Stock futures open flat as Wall Street closes New Year


Traders work on the floor of the New York Stock Exchange.

NYSE

US stocks opened with flatlines Sunday night before the first session of 2021 after a volatile year of futures trading.

The Dow Jones Industrial Average Futures were down just 37 points or 0.1%. The S&P 500 and Nasdaq 100 futures closed down slightly.

Both the Dow and the S&P 500 closed at record highs on Thursday, the last trading day of 2020, to wrap up a year of surprisingly strong gains.

The 30-stock Dow ended last year with a gain of 7.3%, and the S&P 500 rose 16.3% at the time. At one point in 2020, the two market benchmarks were down more than 30% as the coronovirus epidemic ravaged the global economy.

The real deadlock of 2020 was the Nasdaq Composite, which rose 43.6% to its biggest one-year gain since 2009. The Nasdaq result came as investors and traders invested in tech stocks due to the Kovid-19 outbreak.

Unprecedented fiscal and monetary support for the economy – along with the development and rollout of several Kovid-19 vaccines – helped the market recover from a massive decline to trade back to its all-time high.

Mark Shakin, CEO of Chakin Analytics, wrote, “The stock market is based on the twin pillars of fiscal and monetary policy coordinated by the US Treasury and Federal Reserve Board in 2021 and a successful COVID vaccine rollout.” “However, we envision some bumps in the road along the way.”

The US rollout of several Kovid-19 vaccines has been slowed down recently due to supply constraints.

Monsef Salai, head of Operation Tana Speed, said Sunday that the US could rollout its vaccine by giving half a dose to a group of Americans of modern-day medicine. “We know that for a modern vaccine that gives half a dose to people between 18 and 55 years old … to a 100-microgram dose brings about the same immune response,” Saloi said.

The number of coronovirus cases in the US also continues to rise, raising concerns about the pace of economic recovery in 2021. Data compiled by Johns Hopkins University confirmed more than 20 million Kovid-19 infections in the US, as well as 1.8 million virus-related deaths worldwide.
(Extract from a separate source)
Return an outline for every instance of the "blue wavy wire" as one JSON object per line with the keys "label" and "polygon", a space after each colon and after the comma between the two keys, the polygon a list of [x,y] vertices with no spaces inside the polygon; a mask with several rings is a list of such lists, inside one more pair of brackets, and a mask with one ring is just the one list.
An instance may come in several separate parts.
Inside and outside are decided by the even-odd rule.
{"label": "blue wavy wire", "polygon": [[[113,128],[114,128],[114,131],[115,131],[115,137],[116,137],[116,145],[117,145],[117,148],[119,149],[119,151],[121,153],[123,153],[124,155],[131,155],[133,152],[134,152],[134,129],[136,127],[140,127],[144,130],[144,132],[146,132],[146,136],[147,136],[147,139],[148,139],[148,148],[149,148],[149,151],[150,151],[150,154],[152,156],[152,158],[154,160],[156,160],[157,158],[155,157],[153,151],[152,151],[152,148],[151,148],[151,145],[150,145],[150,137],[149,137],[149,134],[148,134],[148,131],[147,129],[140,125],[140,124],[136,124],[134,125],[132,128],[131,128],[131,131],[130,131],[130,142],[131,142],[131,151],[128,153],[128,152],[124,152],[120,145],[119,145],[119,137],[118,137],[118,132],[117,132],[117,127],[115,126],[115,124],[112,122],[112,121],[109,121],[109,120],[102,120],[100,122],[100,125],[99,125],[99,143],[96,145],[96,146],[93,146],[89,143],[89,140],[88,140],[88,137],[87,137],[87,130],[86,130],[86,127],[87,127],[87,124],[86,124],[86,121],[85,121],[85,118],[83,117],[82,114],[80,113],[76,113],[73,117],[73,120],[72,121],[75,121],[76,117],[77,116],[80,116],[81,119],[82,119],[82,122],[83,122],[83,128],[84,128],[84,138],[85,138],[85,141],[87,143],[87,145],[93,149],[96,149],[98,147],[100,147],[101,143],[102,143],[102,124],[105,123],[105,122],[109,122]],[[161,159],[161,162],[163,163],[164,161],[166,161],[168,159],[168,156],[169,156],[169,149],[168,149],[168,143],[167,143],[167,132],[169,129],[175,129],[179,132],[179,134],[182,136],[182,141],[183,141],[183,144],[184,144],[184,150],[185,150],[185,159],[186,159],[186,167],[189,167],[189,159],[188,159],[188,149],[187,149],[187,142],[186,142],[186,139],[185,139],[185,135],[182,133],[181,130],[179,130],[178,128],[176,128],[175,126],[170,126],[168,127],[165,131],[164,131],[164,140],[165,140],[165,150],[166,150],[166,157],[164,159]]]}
Several cases of a new coronavirus virus have been confirmed across the country.

Wall Street is also keeping an eye on Georgia as the state prepares for the Senate runoff election on Tuesday, which could give Democrats a majority in the Chamber.

“With the Georgia runoff elections on Tuesday and the Electoral College Drama on Wednesday, a pick is expected this week in two-way trade and short-term volatility,” Chikin said.